(1.) This is an appeal by defendant 3 who alone contested the suit in the Courts below. The suit was for arrears of rent, and a two-fold defence was taken: first, a denial of the relationship of landlord and tenant, and secondly, that the rate of rent was not as the plaintiffs had claimed. Both the pleas were negatived, and a decree was passed at the rate claimed, which was Re. 1 per keor per year. The only question raised in this appeal is as to the rate of rent. It appears that the tenancy was originally created by a kabuliyat for a term of one year in which the rent stipulated was at the rate of 8 annas per keor. The defendants held over on the expiry of the term, and the plaintiffs thereafter sued them for rent. This suit was disposed of in terms of a compromise. By the solenama the rent was fixed at Re. 1 per keor, and it was further provided that there was to be no enhancement for 15 years. It is on this solenama which was made a part of the decree that the plaintiffs base their claim in the present suit. The solenama was not registered, and so defendant 3 contended it was not admissible in evidence. His case was that it was either a new lease for a term exceeding one year, or a document varying the rent payable under the previous lease which was a registered instrument, and in either view, it was said, the document required registration.
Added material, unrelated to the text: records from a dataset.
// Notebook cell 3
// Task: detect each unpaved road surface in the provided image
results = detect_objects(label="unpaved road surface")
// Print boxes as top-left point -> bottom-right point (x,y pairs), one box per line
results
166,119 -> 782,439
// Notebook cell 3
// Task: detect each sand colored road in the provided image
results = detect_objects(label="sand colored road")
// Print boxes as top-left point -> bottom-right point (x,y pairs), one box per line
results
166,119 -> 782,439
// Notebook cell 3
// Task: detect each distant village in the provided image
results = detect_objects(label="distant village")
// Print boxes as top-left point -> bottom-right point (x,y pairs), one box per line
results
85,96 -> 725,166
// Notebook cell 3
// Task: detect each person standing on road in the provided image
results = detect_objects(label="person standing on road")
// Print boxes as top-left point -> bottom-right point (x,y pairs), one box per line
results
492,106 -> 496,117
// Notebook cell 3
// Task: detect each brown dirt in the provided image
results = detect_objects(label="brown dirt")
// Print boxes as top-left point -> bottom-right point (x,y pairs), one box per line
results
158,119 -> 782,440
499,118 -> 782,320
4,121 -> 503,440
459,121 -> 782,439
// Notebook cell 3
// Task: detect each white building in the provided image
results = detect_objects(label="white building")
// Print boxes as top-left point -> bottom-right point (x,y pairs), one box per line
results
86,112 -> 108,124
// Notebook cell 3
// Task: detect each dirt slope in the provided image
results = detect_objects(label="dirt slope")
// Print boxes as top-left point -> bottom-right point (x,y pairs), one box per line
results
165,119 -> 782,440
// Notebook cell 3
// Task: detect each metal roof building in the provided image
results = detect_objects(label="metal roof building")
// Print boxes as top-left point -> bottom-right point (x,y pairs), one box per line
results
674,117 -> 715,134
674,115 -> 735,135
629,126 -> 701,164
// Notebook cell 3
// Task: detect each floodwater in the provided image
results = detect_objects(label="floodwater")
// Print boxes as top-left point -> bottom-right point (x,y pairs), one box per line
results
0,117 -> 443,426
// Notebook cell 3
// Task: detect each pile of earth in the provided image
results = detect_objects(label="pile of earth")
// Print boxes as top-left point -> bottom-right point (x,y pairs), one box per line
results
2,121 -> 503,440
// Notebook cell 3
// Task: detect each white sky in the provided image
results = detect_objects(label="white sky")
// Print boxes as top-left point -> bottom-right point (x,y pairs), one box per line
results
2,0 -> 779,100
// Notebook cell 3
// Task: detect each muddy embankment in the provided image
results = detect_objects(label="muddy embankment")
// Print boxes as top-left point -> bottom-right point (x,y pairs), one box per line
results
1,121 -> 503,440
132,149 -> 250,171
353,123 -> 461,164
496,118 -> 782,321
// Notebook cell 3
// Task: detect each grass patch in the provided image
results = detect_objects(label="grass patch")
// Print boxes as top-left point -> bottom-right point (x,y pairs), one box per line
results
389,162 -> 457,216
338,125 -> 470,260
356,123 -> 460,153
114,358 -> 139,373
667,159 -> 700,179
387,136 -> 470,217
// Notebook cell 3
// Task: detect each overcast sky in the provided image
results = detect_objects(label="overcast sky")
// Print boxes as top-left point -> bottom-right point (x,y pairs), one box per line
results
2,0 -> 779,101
(2.) The learned Additional District Judge seemed to think that the solenama was not a new lease, but a variation of the old lease. On this footing, he was of opinion that as the old lease was a registered document, the case might be held to come within the Full Bench ruling in Lalit Mohan Ghosh V/s. Gopali Chauck Coal Co., Ltd. ( 11) 39 Cal. 284, which laid down that a document embodying an agreement for variation of rent under a pre-existing lease, registered, as required by Section 17, Sub-section (1), Clause (d), Registration Act, also required registration. The Pull Bench approved the earlier judgment of this Court in Durga Prasad Singh V/s. Rajendra Narain Bagehi ( 10) 37 Cal. 293, which was subsequently affirmed on appeal on this point by the Judicial Committee in Durga Prasad V/s. Rajendra. Narayan.40 I. A. 223, at p. 230. The learned Judge however did not give effect to this view, and sought, on the other hand, to avoid the effect of the Full Bench decision by treating the solenama as a document under Clause (b) of Sub-section (1), that is to say, as a document creating or limiting an interest in immovable property of the value of upwards of Rs. 100, and thus bringing it within the exception enacted in Clause (vi) of Sub-section (2), which exempts such a document from compulsory registration, if incorporated in a decree or Order of a Court.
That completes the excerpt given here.